A similar acknowledgment came with regard to the device driver model, which he said probably wasn't ready for prime time at the time of Windows Vista's launch. Third-parties and developers weren't completely on board for the new device driver model, he said -- this after well over two years of the company saying that its communication with developers on device drivers was unprecedented.

But what's the final solution? Sinofsky managed to terminate the topic before answering that question, saying only that he invites more discussion with the developer community on the Windows Engineering blog.

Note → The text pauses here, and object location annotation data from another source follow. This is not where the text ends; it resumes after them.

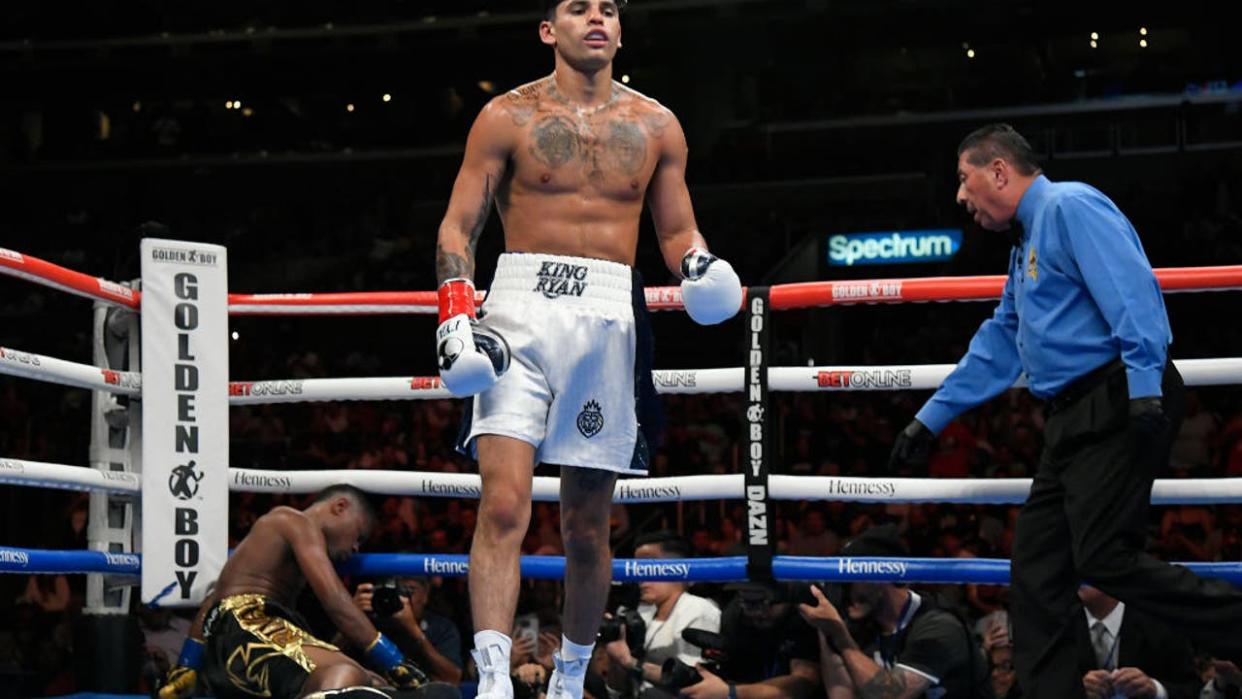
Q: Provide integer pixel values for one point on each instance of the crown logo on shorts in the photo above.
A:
(590, 421)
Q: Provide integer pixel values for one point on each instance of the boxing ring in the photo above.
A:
(112, 563)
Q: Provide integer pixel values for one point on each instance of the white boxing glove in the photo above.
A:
(471, 355)
(711, 289)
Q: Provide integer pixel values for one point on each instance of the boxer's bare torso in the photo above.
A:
(265, 561)
(569, 179)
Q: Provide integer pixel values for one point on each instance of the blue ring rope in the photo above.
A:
(979, 571)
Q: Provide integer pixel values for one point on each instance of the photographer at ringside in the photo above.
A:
(769, 651)
(399, 608)
(897, 642)
(665, 610)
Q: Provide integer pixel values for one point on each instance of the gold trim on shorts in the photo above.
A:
(246, 664)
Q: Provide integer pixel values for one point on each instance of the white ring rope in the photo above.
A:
(683, 488)
(67, 477)
(52, 370)
(896, 378)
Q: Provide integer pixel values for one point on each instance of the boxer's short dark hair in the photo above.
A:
(1000, 140)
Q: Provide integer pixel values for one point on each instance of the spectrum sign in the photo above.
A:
(893, 247)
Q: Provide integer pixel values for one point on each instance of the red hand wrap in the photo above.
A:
(456, 297)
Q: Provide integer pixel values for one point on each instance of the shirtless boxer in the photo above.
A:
(560, 348)
(246, 638)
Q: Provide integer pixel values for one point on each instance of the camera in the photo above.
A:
(635, 628)
(386, 597)
(676, 674)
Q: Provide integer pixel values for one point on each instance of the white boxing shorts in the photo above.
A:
(576, 370)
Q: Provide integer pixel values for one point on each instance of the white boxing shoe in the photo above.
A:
(493, 673)
(566, 679)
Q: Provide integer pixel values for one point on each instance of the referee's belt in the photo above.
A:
(1083, 385)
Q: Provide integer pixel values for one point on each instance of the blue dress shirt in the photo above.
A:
(1079, 294)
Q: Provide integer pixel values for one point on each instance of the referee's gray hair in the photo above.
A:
(1000, 140)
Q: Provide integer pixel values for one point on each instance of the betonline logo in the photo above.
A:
(655, 569)
(866, 379)
(676, 379)
(116, 289)
(287, 387)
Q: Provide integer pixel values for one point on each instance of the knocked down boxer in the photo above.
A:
(247, 641)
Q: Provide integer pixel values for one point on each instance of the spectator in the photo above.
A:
(1125, 653)
(770, 652)
(667, 610)
(425, 637)
(917, 647)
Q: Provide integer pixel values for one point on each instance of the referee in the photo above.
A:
(1083, 317)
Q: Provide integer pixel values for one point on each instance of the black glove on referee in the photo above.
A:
(913, 445)
(1149, 414)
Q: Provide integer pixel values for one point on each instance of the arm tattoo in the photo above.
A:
(886, 684)
(485, 210)
(450, 265)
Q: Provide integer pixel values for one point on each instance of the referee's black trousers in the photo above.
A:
(1086, 520)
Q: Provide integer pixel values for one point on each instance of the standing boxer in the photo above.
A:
(558, 360)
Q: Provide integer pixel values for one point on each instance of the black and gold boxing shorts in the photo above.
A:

For now, in the Pre-Beta version of Windows 7, there are now four settings for configuring how intrusive UAC will be: Never notify me, Only notify me when programs try to make changes, Always notify, and Notify and wait for my approval.

UAC Slider

Comments

I never understood while creating a folder in Program Files would cause a popup. Or then trying to delete it... or maybe just move it. ARGH... no thank you. Rather than create software to allow people to do whatever they want, perhaps more information about WHAT to open and what NOT to open is more helpful. For starters having SHOW File extension as ON by default would help. If your favorite movie clip is MOVIE.MOV.VBS ... DUH!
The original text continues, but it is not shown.